I told her that I believed that she was happy. That was all I had.
She asked me about criminals and down there. “What if they murder people, Mama?” she asked. “I mean, can someone go to heaven if they kill someone? What if they go to jail and get out and kill someone else? Wouldn’t they have to go down there?”
I told her the truth. That I find it really hard to believe that there is a hell, but that I just don’t know.
She asked me why. “Why did Marshmallow have to die?”
I told her that we’re too small to understand why sometimes. “But Mama,” she said, “you’re not small.”

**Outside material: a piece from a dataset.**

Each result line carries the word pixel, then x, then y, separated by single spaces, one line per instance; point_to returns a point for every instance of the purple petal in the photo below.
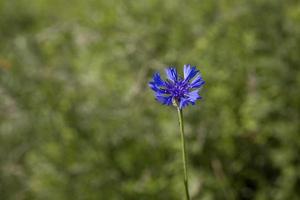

I told her I’m a whole lot smaller than God.
“But how big is God then?” she asked.
“Far bigger than anything we are capable of imagining,” was my answer. Because honestly, I can’t. I can’t imagine that there is a God that big. But I want to believe it. And far more urgently, I want HER to believe it. So I answered on a technicality – that God is bigger than my imagination.
“Bigger than this house?” she asked.
Of course, baby. Far bigger. Bigger than the whole world.”
“With all the people on it?”
“Bigger than the Milky Way?”
The UNIVERSE?” Her eyes had grown wide.
“What about the aliens?”
“Yup, bigger than them too.”
“I wonder if there really are aliens, Mama,” she said.
I was happy for the distraction from her grief. I pretended to be an alien. Sorta. I put my hand over my face (I don’t know why; it just seemed kinda alien-ish) and said in a robotic, alien sounding voice, “Hello earthling. I am an alien.”
She barely restrained an eye-roll. “Mama?”
I kept up the alien voice. My hand was still over my face after all, so it seemed appropriate. “Yes earthling?”
“An alien wouldn’t call itself an alien. An alien would just think it was a normal human being. Or – you know .. whatever. WE would be the aliens to the alien. Because WE would be the ones who were ‘different’. Know what I mean?”
I smothered her in a hug. In a decidedly non-alien voice I told her that I want to be her when I grow up. She laughed at me.
And then she started to cry again.
“Mama,” she said. “I’m just really sad.”
“I know baby. I know. It’s OK.’
“No it’s not. It’s not OK.” She was starting to yell. “I want Marshmallow back! I don’t want her to be dead!”
“I know, honey,” I said. “I meant it’s OK to feel it. Whatever it is that you feel is OK.”
She cried. I held her.
The words came to me.
I’m helping her cry.
I guess I’m getting more mileage out of that e-mail than I’d thought.
This post has been dedicated to the memory of Marshmallow – a heck of a hamster.